Supreme Court opened the door for a resolution of this economic and
environmental dilemma facing not only Western states but also our nation. In
Hawaii v. Office of Hawaiian Affairs, the Supreme Court unanimously declared
that “the consequences of a State’s admission are instantaneous,” such that
Congress does not have the authority to unilaterally alter or diminish “the
uniquely sovereign character of that event” particularly “where virtually all
of the State’s public lands are at stake.” This makes sense. If Congress could
unilaterally alter or diminish the very terms of statehood, states would cease
to be states and would become mere administrative subdivisions of an
all-powerful national government.
The only solution big enough to
promote the health, access and productivity of our lands is within our reach.

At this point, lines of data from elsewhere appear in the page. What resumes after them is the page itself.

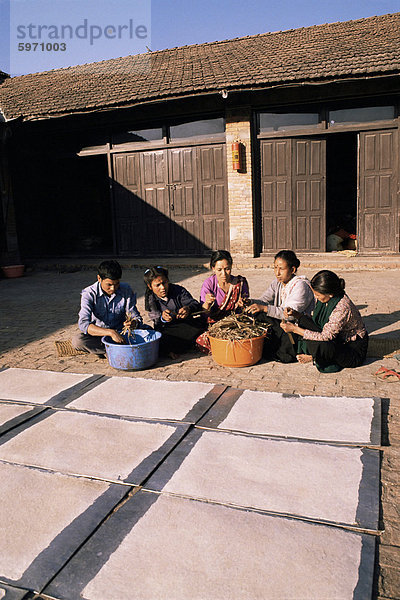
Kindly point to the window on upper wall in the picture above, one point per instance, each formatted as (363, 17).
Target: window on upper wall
(138, 135)
(269, 122)
(349, 116)
(190, 129)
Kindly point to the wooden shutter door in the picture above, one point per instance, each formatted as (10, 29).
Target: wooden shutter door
(127, 204)
(309, 195)
(378, 191)
(276, 194)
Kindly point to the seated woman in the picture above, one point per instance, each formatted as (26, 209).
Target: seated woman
(335, 337)
(222, 292)
(287, 290)
(170, 307)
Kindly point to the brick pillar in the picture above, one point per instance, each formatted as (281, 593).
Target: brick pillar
(240, 194)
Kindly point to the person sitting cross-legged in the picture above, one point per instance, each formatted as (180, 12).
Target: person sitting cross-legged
(104, 308)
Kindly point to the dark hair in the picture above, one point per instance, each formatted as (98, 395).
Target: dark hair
(109, 269)
(149, 276)
(289, 257)
(220, 255)
(327, 282)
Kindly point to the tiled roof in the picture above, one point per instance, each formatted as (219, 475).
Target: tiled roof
(319, 53)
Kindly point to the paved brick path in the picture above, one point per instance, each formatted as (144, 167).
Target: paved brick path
(42, 307)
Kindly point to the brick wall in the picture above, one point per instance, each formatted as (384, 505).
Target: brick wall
(240, 196)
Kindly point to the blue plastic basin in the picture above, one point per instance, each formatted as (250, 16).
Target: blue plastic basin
(143, 353)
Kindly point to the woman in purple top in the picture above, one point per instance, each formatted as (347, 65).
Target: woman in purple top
(335, 337)
(222, 292)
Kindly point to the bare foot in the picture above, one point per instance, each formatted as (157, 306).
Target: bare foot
(304, 358)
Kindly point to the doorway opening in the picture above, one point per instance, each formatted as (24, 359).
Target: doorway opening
(341, 191)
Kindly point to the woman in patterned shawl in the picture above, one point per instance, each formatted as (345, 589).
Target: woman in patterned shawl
(335, 337)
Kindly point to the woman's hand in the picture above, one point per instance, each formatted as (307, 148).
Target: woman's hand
(130, 323)
(291, 313)
(208, 301)
(183, 312)
(116, 337)
(167, 315)
(288, 327)
(253, 309)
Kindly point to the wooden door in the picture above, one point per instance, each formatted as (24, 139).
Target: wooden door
(276, 194)
(377, 201)
(128, 206)
(213, 215)
(293, 194)
(309, 195)
(171, 201)
(155, 195)
(183, 200)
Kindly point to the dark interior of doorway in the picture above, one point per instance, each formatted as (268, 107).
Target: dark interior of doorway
(65, 210)
(341, 184)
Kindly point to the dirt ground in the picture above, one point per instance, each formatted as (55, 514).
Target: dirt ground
(42, 307)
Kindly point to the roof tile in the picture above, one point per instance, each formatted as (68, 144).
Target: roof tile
(319, 52)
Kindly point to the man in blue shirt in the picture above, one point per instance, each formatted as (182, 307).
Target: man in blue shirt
(103, 309)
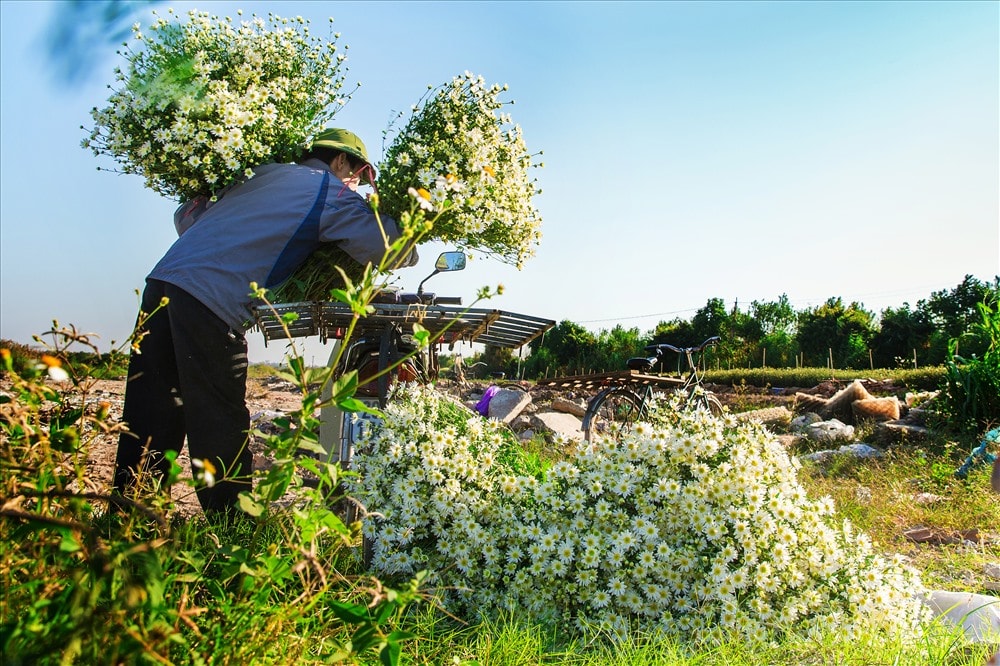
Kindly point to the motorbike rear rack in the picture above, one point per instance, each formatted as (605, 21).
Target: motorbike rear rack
(330, 320)
(595, 381)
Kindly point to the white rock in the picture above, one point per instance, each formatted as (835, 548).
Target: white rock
(977, 614)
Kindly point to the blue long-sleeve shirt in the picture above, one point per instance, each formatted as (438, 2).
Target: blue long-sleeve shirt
(262, 229)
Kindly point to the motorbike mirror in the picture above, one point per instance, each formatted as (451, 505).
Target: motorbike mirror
(450, 261)
(447, 261)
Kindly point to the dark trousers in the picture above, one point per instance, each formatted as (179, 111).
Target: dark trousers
(188, 379)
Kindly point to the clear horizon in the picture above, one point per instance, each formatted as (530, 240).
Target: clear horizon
(693, 150)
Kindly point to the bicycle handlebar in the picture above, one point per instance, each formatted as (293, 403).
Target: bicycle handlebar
(428, 298)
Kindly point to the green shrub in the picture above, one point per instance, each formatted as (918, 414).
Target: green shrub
(918, 379)
(972, 385)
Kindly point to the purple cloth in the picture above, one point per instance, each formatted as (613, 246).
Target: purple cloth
(483, 406)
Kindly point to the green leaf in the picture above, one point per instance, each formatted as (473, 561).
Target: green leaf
(389, 655)
(350, 613)
(251, 507)
(68, 543)
(421, 335)
(345, 386)
(355, 405)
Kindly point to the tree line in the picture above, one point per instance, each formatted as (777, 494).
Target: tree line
(773, 334)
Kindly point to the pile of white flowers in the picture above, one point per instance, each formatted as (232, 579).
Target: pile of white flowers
(461, 155)
(202, 102)
(690, 525)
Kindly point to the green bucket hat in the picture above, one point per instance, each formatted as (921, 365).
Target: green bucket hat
(348, 142)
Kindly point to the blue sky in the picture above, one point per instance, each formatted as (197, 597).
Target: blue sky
(734, 150)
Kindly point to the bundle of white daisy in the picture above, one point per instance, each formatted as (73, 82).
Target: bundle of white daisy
(459, 154)
(199, 103)
(690, 525)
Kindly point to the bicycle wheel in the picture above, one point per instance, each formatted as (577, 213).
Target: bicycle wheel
(612, 411)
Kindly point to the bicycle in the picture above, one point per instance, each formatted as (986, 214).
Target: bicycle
(617, 407)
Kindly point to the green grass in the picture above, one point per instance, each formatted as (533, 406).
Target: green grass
(280, 591)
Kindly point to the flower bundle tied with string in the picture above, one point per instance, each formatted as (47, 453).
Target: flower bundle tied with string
(458, 153)
(458, 161)
(202, 102)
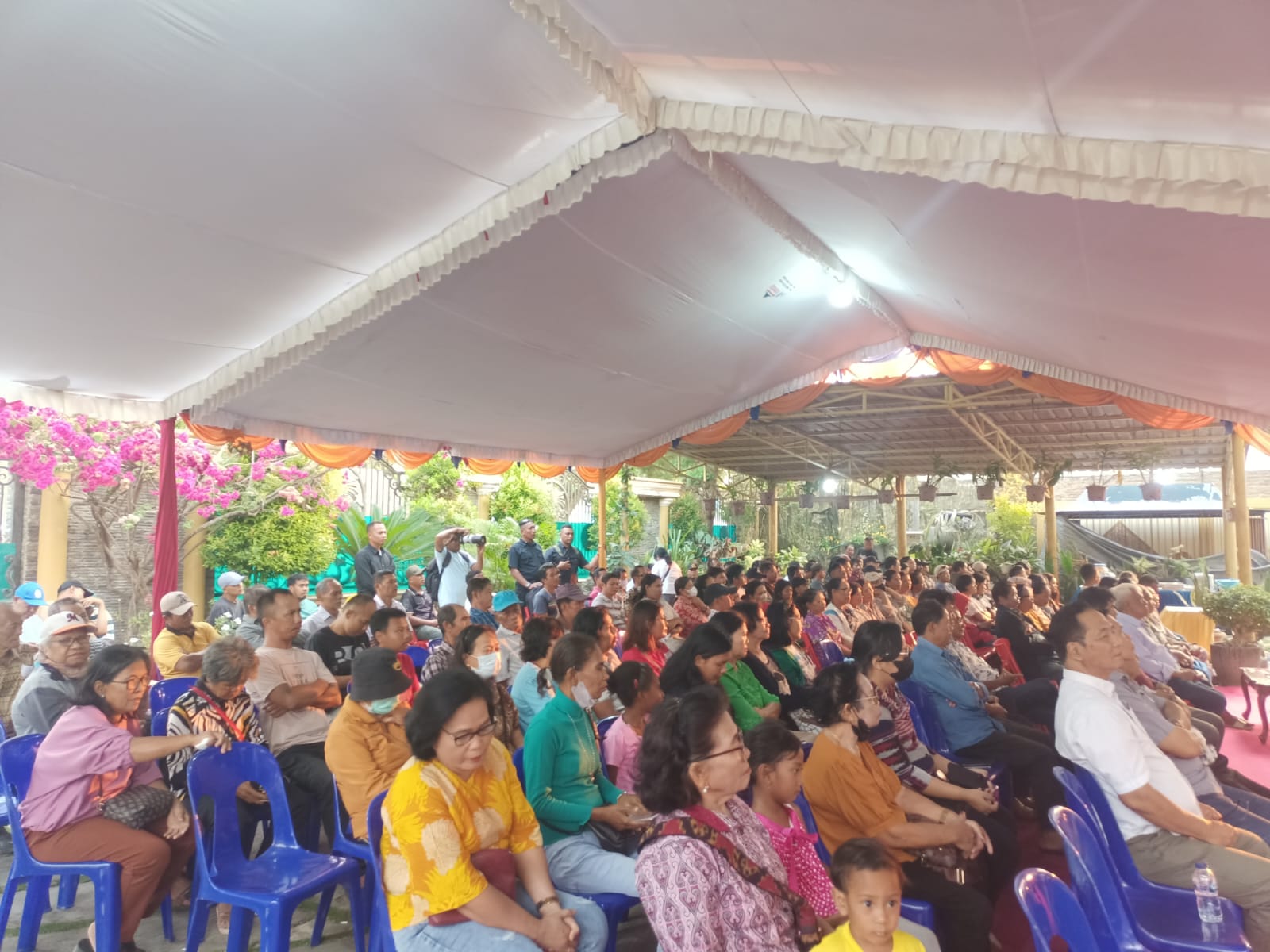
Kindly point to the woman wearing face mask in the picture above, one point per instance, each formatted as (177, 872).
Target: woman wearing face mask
(880, 657)
(478, 651)
(581, 812)
(854, 793)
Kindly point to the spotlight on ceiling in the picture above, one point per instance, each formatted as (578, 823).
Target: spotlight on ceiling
(844, 294)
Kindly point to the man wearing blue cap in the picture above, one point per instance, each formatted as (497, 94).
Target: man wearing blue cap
(29, 600)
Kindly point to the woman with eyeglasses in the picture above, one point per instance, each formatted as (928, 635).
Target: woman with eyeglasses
(464, 866)
(590, 825)
(854, 793)
(97, 793)
(708, 873)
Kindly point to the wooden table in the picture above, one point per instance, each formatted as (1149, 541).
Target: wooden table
(1191, 624)
(1257, 678)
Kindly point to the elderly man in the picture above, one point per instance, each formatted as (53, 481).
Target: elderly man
(455, 565)
(330, 597)
(48, 691)
(372, 559)
(454, 620)
(232, 587)
(178, 649)
(1157, 662)
(294, 691)
(1162, 822)
(525, 559)
(13, 657)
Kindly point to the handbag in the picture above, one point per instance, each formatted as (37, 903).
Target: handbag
(139, 806)
(498, 867)
(614, 841)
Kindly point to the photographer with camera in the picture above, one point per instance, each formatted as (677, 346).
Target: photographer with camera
(454, 564)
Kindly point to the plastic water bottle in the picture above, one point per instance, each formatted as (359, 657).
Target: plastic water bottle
(1206, 894)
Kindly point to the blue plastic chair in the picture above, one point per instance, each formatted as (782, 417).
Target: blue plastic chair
(271, 885)
(615, 905)
(164, 693)
(1086, 797)
(1136, 919)
(17, 759)
(347, 846)
(912, 909)
(381, 926)
(1052, 911)
(419, 655)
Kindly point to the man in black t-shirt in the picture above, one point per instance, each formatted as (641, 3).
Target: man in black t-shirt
(341, 641)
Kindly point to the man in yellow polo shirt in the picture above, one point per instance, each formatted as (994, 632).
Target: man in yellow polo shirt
(178, 651)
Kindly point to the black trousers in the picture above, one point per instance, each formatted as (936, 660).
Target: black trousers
(309, 787)
(1032, 759)
(963, 916)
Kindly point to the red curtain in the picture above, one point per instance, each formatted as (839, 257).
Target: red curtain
(167, 528)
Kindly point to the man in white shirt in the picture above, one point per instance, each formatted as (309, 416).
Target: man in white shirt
(1166, 828)
(455, 565)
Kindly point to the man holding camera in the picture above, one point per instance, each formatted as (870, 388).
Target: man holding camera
(454, 564)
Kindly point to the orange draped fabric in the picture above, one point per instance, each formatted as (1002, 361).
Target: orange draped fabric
(408, 461)
(717, 432)
(334, 456)
(649, 456)
(220, 437)
(795, 400)
(545, 470)
(488, 467)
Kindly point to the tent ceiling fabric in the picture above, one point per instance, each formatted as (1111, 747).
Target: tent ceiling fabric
(410, 230)
(863, 432)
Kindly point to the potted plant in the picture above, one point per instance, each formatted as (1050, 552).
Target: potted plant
(986, 482)
(887, 490)
(1145, 463)
(1098, 490)
(1244, 611)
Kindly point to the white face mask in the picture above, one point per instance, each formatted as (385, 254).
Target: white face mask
(583, 697)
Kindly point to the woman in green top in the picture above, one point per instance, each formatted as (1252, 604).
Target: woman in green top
(565, 780)
(751, 704)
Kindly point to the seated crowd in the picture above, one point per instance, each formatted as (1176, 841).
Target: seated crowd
(762, 761)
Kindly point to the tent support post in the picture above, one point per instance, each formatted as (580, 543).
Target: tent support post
(1242, 531)
(901, 518)
(772, 528)
(1051, 531)
(601, 549)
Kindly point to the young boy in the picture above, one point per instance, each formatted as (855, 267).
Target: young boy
(872, 880)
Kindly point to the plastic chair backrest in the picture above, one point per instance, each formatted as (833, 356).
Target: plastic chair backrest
(164, 693)
(1007, 655)
(217, 776)
(1052, 912)
(1099, 889)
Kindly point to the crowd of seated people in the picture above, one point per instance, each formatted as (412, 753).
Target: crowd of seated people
(667, 724)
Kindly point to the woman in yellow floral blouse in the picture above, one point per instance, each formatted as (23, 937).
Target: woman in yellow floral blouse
(463, 854)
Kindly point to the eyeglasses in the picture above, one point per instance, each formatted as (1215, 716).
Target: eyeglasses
(467, 738)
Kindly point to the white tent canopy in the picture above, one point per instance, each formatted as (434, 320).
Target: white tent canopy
(569, 234)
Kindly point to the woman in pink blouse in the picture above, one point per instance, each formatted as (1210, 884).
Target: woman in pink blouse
(708, 875)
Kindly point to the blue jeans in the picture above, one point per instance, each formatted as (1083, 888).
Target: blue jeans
(578, 863)
(473, 937)
(1242, 809)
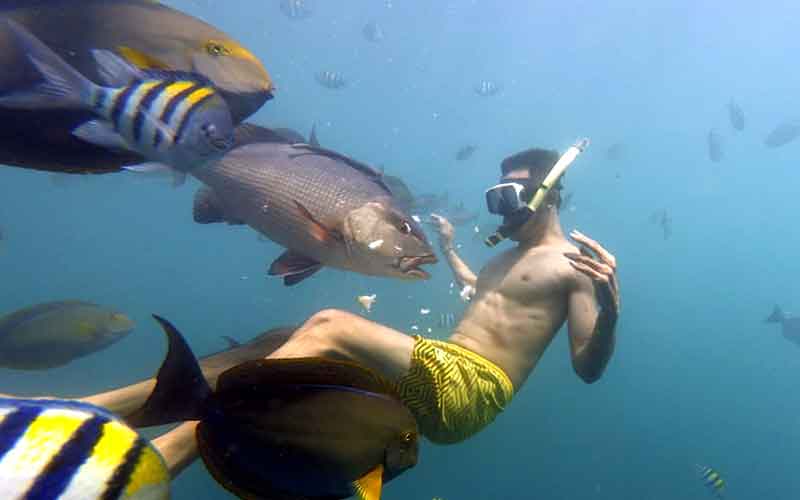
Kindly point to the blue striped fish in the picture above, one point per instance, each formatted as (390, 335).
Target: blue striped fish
(173, 118)
(712, 480)
(67, 450)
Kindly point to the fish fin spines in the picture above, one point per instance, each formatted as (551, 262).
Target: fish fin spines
(369, 487)
(181, 390)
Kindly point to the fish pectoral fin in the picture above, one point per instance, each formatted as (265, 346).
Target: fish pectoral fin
(317, 229)
(141, 59)
(100, 133)
(369, 487)
(208, 208)
(293, 267)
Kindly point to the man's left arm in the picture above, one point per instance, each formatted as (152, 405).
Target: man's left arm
(593, 308)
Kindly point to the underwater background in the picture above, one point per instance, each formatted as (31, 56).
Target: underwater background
(698, 377)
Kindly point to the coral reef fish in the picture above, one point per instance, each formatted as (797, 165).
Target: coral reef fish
(55, 449)
(175, 119)
(735, 115)
(712, 479)
(287, 428)
(143, 32)
(331, 79)
(783, 134)
(296, 9)
(714, 143)
(55, 333)
(487, 88)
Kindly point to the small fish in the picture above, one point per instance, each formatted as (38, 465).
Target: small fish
(714, 140)
(783, 134)
(790, 324)
(736, 115)
(366, 301)
(712, 479)
(616, 151)
(172, 118)
(296, 9)
(54, 333)
(446, 320)
(287, 428)
(373, 32)
(331, 79)
(487, 88)
(56, 449)
(465, 152)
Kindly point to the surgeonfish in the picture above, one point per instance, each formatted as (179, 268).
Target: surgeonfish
(325, 208)
(287, 428)
(69, 450)
(712, 479)
(144, 33)
(55, 333)
(177, 119)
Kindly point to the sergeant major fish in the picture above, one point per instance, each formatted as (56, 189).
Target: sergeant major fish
(178, 119)
(325, 208)
(55, 449)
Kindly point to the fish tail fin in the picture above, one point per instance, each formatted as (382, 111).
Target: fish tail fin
(777, 315)
(181, 390)
(62, 86)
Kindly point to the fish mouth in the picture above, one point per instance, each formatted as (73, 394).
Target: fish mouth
(409, 266)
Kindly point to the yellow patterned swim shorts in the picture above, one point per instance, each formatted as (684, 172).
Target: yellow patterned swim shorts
(452, 392)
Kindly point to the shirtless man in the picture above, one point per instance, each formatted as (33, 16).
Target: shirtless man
(522, 297)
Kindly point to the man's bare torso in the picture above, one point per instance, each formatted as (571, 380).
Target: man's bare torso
(520, 303)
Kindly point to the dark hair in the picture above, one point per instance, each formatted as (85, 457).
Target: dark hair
(538, 163)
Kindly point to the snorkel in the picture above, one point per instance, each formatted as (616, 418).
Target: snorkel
(522, 215)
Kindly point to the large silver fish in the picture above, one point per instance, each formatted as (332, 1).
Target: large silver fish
(325, 208)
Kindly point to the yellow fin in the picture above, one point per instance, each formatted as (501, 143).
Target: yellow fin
(140, 59)
(369, 486)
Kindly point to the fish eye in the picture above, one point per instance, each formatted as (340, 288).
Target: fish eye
(217, 49)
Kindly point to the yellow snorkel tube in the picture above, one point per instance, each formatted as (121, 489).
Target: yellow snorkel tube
(552, 178)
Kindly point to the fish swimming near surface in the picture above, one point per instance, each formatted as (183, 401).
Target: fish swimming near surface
(373, 32)
(790, 324)
(325, 208)
(331, 80)
(178, 119)
(287, 428)
(465, 152)
(143, 32)
(56, 449)
(712, 479)
(296, 10)
(783, 134)
(487, 88)
(736, 115)
(54, 333)
(714, 143)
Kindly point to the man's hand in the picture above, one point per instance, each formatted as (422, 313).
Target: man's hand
(601, 269)
(445, 230)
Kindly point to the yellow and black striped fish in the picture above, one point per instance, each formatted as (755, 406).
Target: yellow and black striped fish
(712, 480)
(66, 450)
(173, 118)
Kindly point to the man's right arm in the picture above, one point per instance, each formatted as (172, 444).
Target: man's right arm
(462, 273)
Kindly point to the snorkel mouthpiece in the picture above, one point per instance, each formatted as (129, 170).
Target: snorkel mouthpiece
(551, 180)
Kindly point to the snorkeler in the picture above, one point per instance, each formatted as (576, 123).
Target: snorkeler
(455, 388)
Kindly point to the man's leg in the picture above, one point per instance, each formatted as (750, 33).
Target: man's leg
(336, 334)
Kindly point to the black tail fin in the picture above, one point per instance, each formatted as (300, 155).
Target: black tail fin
(181, 390)
(777, 316)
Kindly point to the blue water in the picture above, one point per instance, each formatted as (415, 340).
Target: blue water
(697, 376)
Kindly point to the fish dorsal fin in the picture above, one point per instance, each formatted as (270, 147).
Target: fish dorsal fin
(370, 172)
(113, 70)
(267, 374)
(140, 59)
(369, 487)
(318, 230)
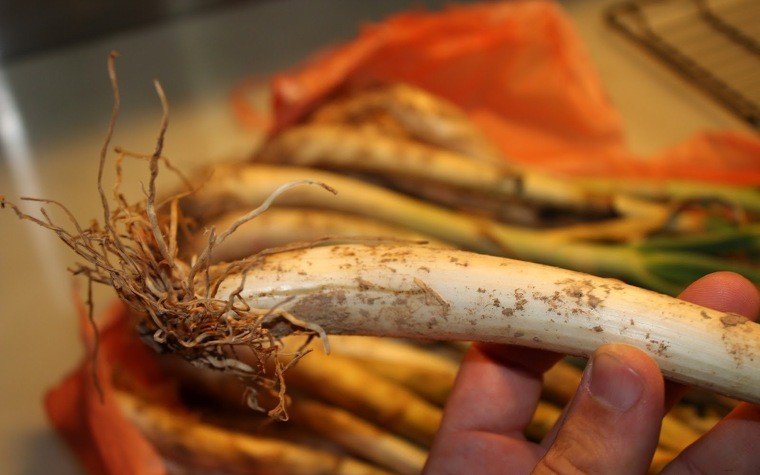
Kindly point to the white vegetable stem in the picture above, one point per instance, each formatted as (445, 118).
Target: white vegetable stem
(419, 292)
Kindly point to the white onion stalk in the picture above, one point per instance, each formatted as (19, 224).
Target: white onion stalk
(417, 292)
(281, 226)
(202, 311)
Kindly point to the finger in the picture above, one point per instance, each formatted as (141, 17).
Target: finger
(723, 291)
(732, 446)
(497, 389)
(613, 422)
(493, 400)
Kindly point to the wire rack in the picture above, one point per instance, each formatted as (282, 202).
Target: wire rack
(714, 44)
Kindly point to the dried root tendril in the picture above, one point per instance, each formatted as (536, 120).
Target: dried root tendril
(135, 252)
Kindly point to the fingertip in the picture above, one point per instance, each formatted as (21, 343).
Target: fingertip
(726, 292)
(618, 366)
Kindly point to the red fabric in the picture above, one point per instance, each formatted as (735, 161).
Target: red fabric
(96, 431)
(521, 72)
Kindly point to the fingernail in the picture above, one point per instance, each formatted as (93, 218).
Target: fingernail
(613, 383)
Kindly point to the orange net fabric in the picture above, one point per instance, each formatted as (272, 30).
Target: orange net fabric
(521, 72)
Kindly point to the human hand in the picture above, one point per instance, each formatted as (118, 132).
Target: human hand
(611, 425)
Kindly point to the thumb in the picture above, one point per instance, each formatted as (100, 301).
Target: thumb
(613, 423)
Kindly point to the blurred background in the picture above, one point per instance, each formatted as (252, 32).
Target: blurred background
(54, 106)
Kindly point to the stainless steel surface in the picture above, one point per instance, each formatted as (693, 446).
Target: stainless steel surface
(715, 45)
(53, 114)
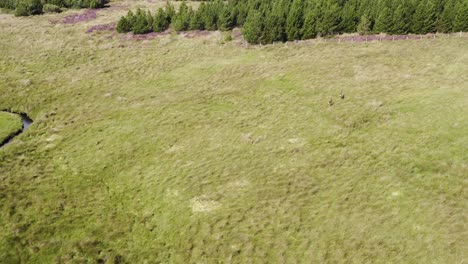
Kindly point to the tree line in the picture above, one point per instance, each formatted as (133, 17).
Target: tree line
(268, 21)
(36, 7)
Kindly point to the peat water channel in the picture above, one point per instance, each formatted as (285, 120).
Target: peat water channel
(27, 121)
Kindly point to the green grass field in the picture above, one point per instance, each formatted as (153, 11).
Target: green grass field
(9, 124)
(186, 150)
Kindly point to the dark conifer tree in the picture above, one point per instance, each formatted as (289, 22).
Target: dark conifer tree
(364, 26)
(309, 29)
(160, 22)
(460, 22)
(253, 27)
(141, 25)
(401, 19)
(384, 21)
(328, 17)
(446, 18)
(349, 16)
(275, 20)
(295, 20)
(226, 18)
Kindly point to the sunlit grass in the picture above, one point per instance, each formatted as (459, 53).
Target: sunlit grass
(188, 151)
(9, 124)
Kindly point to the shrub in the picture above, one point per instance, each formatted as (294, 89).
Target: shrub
(124, 25)
(49, 8)
(142, 24)
(160, 22)
(28, 7)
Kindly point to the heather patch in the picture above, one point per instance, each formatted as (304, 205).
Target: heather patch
(105, 27)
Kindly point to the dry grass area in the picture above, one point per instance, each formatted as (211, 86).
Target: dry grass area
(9, 124)
(187, 150)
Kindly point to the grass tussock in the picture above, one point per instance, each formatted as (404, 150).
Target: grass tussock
(187, 150)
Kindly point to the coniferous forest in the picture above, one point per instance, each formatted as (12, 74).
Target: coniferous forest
(268, 21)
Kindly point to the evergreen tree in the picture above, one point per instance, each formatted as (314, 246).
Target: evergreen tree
(142, 25)
(253, 27)
(28, 7)
(295, 20)
(328, 17)
(425, 17)
(226, 19)
(364, 26)
(274, 28)
(384, 21)
(446, 18)
(460, 22)
(124, 26)
(401, 20)
(160, 22)
(196, 21)
(349, 16)
(170, 12)
(181, 20)
(309, 29)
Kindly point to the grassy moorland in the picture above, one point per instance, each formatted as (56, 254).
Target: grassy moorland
(186, 150)
(9, 124)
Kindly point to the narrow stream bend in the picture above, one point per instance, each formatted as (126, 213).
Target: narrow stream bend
(27, 121)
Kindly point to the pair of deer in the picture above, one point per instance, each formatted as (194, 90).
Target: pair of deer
(330, 102)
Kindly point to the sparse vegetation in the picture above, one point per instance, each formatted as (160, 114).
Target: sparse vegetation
(9, 124)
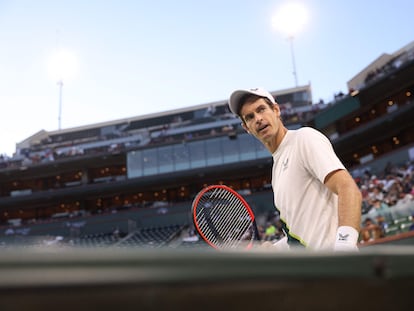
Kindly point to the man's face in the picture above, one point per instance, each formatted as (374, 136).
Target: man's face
(261, 120)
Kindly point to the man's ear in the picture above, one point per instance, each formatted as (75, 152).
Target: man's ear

We must choose this to fund education, better care for our lands and forests,
protect access, create jobs, and grow local, state and national economies and
tax bases. If we don’t, we will answer to our children, to future generations
of our states and to our nation as a whole that we failed, not because it was
illegal, unconstitutional or impossible, but because we and our leaders simply
lacked the knowledge and the courage.
–Ken Ivory
Ken Ivory is a member of the Utah
House of Representatives and the president of American Lands Council. He
sponsored HB148, the Transfer of Public Lands Act, and is building a coalition
to spread the knowledge that statehood promises to transfer title to public
lands are the same east and west of Colorado. “It’s been done before and it’s
the only solution big enough.” For information or to offer support, go to
www.AmericanLandsCouncil.org.
Comments
This is a critical piece in making the federal
government comply with the US Constitution that states the federal government
can’t own land other than that land necessary to perform its functions. These would be office buildings and military
bases.
The federal lands are not well maintained. California has forest fires every year. Federal lands are being put off-limits to
citizens to implement the “Wilding Project” with corridors for animal
migration. This is nuts. UN Agenda 21 plans for all land to be owned by the UN.
Recent federal land grabs are the result of Agenda 21 implementation in the
US. This must stop. Private property
rights is the key to citizen wealth and a healthy private economy.
States can do better. States should be able to own and sell this
land to be put to productive use. States will need this revenue to adjust to
losing federal grants to states and absorb unconstitutional federal activities.